Pensioenportefeuille | Opkomende landen doen weer mee
Na een roerige zomer heeft ook de Pensioenportefeuille de weg omhoog weer gevonden. Medio juni voerde ik twee wijzigingen door waar, gezien de stevige cashpositie van destijds ruim 21%, alle ruimte voor was.
De eerste wijziging was een uitbreiding van de edelmetaal-beleggingen door een zilverpositie aan de bestaande goudpositie toe te voegen. Ik schreef vier maanden geleden dat zilver weliswaar volatieler is dan goud maar ook meer koerspotentieel bood. Het eerste is duidelijk gebleken, het tweede helaas nog niet.

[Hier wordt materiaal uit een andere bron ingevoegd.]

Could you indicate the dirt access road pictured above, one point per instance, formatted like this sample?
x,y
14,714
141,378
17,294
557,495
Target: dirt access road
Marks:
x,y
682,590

Sinds de aankoop medio juni is de iShares Physical Silver ETC eerst met 9% gedaald om vervolgens vanaf de eerste week van augustus – na een korte terugval – met ruim 18% te stijgen. Dat zijn veel grotere fluctuaties dan de iShares Physical Gold ETC in diezelfde periode liet zien. Bovendien heeft goud sinds de toevoeging van zilver aan de Pensioenportefeuille ook nog eens een hoger rendement dan zilver behaald. Toch ben ik vooralsnog niet ontevreden met een rendement van 6,4% in euro’s van de zilver-ETF sinds de aankoop medio juni.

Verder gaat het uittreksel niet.